School has started back full swing in our home, and I’m not going to lie – It’s blissfully glorious to have a few solid hours of uninterrupted quiet time around here. No one begging for a snack, tattling about all the wrongs done by a wayward sibling, or shooting Nerf darts above my head (or at my head) 452 times a day.
Blissful.
There’s always a small part of me that misses the children when they head back to school. Life is much more hectic when they’re here, yes. But it’s also more fun. And so, for a few brief moments each day, I miss the bustle and the hustle, and even the Nerf darts.
Then I laugh, grab an iced tea and open a good book.

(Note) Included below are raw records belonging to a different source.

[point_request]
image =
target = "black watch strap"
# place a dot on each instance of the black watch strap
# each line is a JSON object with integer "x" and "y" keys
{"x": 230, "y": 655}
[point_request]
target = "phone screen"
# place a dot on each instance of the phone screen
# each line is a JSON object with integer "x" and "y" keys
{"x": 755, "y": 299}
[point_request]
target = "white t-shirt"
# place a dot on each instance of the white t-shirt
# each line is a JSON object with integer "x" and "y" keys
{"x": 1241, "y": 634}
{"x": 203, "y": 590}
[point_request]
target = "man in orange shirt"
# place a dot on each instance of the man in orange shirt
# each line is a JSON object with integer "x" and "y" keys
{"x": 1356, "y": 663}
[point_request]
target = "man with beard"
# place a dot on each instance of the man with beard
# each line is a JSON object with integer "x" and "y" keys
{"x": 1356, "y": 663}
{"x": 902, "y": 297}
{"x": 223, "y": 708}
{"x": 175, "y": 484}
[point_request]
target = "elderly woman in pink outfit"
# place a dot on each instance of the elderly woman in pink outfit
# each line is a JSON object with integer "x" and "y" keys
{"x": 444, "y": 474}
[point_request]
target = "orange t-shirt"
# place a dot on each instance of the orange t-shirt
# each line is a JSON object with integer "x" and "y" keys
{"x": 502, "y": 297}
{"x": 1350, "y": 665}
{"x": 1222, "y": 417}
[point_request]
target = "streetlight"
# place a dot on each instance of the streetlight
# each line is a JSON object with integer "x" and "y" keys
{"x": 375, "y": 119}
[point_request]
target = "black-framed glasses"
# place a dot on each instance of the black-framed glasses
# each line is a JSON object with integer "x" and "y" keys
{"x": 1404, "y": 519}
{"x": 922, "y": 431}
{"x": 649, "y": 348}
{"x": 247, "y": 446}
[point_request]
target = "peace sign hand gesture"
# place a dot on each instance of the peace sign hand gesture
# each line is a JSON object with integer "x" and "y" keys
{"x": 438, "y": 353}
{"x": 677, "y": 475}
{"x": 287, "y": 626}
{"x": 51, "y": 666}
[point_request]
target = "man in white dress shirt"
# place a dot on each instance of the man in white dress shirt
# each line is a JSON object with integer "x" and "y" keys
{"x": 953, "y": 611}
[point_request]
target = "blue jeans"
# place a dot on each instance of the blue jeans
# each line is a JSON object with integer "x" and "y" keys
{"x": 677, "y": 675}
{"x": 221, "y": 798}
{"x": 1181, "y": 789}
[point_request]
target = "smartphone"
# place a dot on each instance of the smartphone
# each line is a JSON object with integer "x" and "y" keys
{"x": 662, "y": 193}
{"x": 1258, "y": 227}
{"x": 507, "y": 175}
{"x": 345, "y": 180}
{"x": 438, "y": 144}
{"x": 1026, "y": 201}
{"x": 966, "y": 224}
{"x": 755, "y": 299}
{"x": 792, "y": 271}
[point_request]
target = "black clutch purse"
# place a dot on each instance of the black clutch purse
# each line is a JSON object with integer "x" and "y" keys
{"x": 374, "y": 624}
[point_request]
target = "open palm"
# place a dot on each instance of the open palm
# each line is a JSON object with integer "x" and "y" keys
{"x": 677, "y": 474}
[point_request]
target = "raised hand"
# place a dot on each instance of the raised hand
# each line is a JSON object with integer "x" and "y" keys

The arguing and bickering are the one thing I do not miss for a single second. Toward the end of summertime, when the beauty of all that togetherness has worn off, it seems that my children cannot walk through the same room without finding some way to tear each other apart. They’re like little chickens pecking one another to death, and I am the mother hen in the corner ready to fly off the handle at any given moment.
There are a few tried and true methods that I’ve found to combat the arguments that leave me feeling weary with annoyance and exasperation…and sometimes curled up in a fetal position in the corner of my closet.
First, separation. Sometimes everyone just needs to return to their corners to regroup. Ten minutes in a bedroom with closed doors does wonders for bickering children…and exasperated mothers. Some days, ten minutes is all it will take. Other days, ten minutes could turn into an hour.
The second method I’ve found to help curb bickering is actually heading it off altogether. We’ve all been there, sitting at the kitchen table with our coffee when a child stumbles out of the room all scowled and grumbly. From that very first curt greeting, you can tell that you’re in for a long day. These are the times when I’ve found it’s best to make them laugh.
My children are still young enough that they find me more funny than annoying. This method will probably have to be tweaked in a few years when teenage attitude incites eye rolls over giggles. Even still, my eleven year old is in that interesting phase between grown up and little kid. He’s the boy-man who has already mastered the art of the eye roll – he just forgets to utilize it.
You want to make a grumbly preteen boy laugh? Walk past him and very quietly whisper “poop,” or any other potty word you can think of. Even the hardest of boy hearts cannot resist a good potty word.
A little well-placed sarcasm (the funny kind, not the mean kind) can go a long way to breaking a mood. As the children sit stewing at the table, turn on the blender and fill the kitchen with the most awful, loud, grinding sound imaginable. And when it goes off, turn to them with wide eyes and ask, “Did you guys hear that?”
Sounds ridiculous, right? Not to an eight year old. She will snicker every. single. time.
A little tickle under the chin, or a silly dance as you walk by the table can do a lot to soften a mood, and a laughing kid is less likely to stick her tongue out at her brother. It’s not fool-proof, but it works more than it doesn’t, and those are odds I can live with.
My husband and I love to laugh, and we work hard to keep laughter central in our family. From silly practical jokes to lip synching KidzBop songs, we are willing to make fools of ourselves if it means we get to hear that delightful sound bubbling over from happy hearts.
And when they become teenagers, we will continue to work hard to keep laughter in the house. If anything, they will be laughing at us then, which is fine, too. I can take it. It beats arguing and eye rolls any day of the week.